As eyes turn to the puzzling appointment of Castle & Cooke lobbyist to head the agency he’s been trying to render impotent, another inappropriate Ige lobbyist nomination is up for confirmation.
Douglas Chin, Carlsmith Ball Attorney & chief lobbyist for the infamous Corrections Corporation of America (CCA) has been appointed for Attorney General. His confirmation comes tomorrow Feb 13th and testimony can be submitted on GM513.
This ties in with Castle & Cooke lobbyist, Carleton Ching to head DLNR, the agency which will approve the massive swap of polluted Castle & Cooke land for land near the East Kapolei rail route. Part of this land is intended for a new private prison (SB1374)
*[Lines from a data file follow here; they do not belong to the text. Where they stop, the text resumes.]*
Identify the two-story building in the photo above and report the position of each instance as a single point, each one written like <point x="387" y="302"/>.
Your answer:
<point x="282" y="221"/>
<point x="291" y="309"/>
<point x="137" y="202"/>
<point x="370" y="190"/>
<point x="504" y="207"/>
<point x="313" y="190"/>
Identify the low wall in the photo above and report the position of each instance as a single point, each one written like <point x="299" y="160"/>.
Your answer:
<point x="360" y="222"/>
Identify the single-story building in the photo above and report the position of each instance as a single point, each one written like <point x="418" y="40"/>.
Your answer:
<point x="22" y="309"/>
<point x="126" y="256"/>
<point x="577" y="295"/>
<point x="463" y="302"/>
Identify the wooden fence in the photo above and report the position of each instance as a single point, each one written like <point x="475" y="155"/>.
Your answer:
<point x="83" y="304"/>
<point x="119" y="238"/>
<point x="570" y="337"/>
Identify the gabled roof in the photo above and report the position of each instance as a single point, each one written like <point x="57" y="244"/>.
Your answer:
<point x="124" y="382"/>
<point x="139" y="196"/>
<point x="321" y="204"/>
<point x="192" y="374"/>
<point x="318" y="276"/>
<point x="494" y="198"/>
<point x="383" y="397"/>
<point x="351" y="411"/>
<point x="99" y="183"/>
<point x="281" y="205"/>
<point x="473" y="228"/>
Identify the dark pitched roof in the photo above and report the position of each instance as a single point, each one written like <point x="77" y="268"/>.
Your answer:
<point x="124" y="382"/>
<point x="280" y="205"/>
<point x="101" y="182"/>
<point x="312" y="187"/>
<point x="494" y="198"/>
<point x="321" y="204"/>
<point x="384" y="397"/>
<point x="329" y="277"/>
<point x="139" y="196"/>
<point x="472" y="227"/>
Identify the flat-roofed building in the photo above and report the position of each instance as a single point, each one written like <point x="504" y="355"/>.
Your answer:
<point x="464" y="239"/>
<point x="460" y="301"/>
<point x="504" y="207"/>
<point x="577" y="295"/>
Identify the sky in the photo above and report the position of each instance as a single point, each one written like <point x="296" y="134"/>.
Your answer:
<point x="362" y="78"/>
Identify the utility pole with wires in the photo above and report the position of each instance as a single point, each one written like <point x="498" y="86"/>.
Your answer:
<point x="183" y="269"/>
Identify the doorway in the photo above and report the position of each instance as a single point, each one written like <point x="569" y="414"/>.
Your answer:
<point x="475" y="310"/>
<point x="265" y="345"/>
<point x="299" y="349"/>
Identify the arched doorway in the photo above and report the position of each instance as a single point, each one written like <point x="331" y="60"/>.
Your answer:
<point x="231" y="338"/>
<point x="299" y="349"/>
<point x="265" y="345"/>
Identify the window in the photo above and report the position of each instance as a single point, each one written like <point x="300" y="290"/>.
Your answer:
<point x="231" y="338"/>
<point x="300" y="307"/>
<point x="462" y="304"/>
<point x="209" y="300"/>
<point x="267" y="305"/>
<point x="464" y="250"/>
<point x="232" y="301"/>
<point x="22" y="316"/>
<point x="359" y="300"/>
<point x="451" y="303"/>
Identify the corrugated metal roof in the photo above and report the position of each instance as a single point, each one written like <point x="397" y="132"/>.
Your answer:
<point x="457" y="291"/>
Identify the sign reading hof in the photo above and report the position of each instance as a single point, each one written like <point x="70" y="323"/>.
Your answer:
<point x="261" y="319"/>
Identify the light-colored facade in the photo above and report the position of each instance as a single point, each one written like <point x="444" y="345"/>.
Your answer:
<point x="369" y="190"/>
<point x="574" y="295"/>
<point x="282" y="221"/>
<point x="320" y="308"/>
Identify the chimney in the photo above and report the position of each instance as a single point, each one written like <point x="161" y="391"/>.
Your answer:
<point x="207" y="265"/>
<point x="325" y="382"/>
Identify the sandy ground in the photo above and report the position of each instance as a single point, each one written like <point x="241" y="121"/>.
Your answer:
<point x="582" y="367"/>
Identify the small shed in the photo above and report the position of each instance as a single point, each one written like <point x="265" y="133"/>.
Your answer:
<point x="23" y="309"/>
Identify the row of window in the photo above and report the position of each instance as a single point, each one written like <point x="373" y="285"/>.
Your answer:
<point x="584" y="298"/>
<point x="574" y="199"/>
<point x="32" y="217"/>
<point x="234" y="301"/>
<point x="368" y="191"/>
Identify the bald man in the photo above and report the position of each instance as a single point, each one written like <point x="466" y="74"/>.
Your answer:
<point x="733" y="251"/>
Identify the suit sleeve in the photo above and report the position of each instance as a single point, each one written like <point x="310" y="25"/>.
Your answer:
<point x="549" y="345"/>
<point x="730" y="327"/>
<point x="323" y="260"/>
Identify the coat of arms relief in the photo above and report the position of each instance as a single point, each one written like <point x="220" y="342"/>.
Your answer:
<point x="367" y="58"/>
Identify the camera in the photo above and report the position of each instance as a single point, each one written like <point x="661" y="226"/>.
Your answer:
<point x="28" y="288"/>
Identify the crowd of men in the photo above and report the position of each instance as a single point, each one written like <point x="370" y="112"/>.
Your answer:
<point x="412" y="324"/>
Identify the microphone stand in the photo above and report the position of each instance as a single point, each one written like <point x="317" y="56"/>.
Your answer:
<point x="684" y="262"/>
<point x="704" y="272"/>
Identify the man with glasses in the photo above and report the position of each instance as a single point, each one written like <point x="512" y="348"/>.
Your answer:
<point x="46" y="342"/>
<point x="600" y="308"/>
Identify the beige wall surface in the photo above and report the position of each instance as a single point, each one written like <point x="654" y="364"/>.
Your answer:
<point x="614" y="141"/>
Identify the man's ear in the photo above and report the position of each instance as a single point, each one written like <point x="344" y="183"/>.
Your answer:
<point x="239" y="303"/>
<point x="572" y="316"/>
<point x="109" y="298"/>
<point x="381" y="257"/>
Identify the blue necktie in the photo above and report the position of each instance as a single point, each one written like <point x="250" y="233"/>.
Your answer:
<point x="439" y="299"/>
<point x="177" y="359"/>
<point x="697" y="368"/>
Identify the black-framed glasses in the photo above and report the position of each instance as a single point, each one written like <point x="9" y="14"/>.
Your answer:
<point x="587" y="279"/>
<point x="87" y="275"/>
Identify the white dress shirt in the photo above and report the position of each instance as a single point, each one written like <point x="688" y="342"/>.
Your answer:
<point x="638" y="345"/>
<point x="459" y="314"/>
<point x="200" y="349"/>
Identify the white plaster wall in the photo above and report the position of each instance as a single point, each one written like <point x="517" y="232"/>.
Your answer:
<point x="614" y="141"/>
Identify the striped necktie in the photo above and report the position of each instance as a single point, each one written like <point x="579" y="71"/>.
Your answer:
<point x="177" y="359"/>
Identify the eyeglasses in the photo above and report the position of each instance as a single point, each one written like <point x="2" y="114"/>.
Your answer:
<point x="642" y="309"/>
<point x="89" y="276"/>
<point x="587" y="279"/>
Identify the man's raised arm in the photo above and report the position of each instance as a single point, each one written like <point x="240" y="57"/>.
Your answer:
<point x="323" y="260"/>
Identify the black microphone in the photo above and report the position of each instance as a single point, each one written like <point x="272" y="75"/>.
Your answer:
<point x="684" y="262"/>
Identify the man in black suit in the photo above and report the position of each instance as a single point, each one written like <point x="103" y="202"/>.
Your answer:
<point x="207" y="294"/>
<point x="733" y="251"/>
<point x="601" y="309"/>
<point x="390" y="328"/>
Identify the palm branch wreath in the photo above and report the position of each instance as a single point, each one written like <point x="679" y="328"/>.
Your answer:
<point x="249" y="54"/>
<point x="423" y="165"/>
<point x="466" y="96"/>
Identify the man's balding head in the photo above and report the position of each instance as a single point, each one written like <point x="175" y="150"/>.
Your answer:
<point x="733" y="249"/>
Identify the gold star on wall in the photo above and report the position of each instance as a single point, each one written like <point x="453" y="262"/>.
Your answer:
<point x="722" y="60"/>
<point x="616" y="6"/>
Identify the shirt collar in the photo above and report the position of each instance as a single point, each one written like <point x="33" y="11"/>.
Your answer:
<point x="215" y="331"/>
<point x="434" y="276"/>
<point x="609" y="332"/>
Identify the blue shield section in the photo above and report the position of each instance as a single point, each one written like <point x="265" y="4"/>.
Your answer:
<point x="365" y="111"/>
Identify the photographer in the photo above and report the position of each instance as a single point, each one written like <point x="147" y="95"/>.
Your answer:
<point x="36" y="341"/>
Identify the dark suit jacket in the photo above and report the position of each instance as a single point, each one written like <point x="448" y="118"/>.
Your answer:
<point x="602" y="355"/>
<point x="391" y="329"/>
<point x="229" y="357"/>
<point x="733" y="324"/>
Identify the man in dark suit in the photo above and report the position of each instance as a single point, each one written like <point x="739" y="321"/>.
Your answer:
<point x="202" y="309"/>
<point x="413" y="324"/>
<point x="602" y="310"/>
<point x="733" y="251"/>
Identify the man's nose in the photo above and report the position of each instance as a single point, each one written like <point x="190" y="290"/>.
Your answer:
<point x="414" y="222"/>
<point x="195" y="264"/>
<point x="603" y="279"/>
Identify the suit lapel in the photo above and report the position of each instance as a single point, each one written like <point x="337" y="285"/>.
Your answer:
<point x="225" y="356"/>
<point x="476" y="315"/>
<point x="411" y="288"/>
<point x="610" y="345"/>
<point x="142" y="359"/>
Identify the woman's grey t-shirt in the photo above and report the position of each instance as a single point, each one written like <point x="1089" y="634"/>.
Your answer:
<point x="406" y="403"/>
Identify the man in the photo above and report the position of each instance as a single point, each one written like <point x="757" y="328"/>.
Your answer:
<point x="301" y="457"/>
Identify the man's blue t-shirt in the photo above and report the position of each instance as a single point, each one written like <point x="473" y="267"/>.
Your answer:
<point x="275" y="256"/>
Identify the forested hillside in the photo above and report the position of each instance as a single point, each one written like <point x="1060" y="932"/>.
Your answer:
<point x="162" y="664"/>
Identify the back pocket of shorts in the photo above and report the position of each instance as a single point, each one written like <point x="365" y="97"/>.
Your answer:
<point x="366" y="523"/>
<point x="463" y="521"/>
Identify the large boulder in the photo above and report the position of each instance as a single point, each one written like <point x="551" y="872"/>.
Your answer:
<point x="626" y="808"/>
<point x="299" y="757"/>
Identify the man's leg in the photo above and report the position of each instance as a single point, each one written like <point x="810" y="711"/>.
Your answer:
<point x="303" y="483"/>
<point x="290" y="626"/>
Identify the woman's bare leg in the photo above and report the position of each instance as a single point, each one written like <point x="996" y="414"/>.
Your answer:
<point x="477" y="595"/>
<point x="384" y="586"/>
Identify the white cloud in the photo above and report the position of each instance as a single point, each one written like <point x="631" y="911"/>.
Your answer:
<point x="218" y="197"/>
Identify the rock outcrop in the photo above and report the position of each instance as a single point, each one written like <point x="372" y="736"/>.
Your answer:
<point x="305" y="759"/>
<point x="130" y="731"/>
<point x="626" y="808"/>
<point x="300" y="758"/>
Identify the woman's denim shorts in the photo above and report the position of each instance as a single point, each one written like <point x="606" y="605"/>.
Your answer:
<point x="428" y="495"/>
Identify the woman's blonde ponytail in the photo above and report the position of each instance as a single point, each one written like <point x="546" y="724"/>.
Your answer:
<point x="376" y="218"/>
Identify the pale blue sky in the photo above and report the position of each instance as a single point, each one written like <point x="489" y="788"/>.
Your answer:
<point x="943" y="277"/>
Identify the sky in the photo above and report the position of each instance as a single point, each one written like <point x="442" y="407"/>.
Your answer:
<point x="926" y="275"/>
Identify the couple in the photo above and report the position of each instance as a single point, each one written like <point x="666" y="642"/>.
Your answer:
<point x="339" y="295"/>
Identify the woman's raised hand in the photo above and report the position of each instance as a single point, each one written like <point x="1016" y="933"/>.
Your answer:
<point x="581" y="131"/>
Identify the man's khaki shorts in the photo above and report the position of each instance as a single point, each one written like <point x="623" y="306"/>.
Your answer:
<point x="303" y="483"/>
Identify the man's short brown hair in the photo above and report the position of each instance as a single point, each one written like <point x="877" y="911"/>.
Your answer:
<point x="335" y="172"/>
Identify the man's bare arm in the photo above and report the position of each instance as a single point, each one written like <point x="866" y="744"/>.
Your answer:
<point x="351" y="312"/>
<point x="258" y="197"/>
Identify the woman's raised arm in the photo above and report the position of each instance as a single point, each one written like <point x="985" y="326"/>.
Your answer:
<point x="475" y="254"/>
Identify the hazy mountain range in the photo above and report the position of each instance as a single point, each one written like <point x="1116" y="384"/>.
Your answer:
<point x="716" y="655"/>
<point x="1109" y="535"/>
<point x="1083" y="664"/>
Private prisons and, in particular, the role of CCA are a subject of much controversy. CCA maintains a strong lobbying presence at most state legislatures working to influence legislation such as the 2014 state senate SCR120 urging the governor to build private prison facilities. In 2014 they spent $1,020,000 on lobbying the states. CCA denies that they lobby for harsher sentences and against legalization of marijuana but they write in their 2011 SEC report:
“The demand for our facilities and services could be adversely affected by the relaxation of enforcement efforts, leniency in conviction or parole standards and sentencing practices or through the decriminalization of certain activities that are currently proscribed by our criminal laws. For instance, any changes with respect to drugs and controlled substances or illegal immigration could affect the number of persons arrested, convicted, and sentenced, thereby potentially reducing demand for correctional facilities to house them.”
In 2013, the ACLU wrote:
As detailed in a 2011 ACLU report, massive increases in overall incarceration rates from the 1970s onward created a fertile environment for the growth of for-profit imprisonment. From 1970 to 2005, the U.S. prison population increased by approximately 700% – far outpacing crime rates and the growth of the general population. Today, more Americans are deprived of their liberty than ever before – unfairly and unnecessarily, with little benefit to public safety. Many of them are in private prisons: the latest figures from the federal Bureau of Justice Statistics show that for-profit companies presently control about 18% of federal prisoners and 6.7% of all state prisoners, and the most recent federal survey of correctional facilities revealed that private prisons accounted for nearly all of the new prisons built between 2000 and 2005.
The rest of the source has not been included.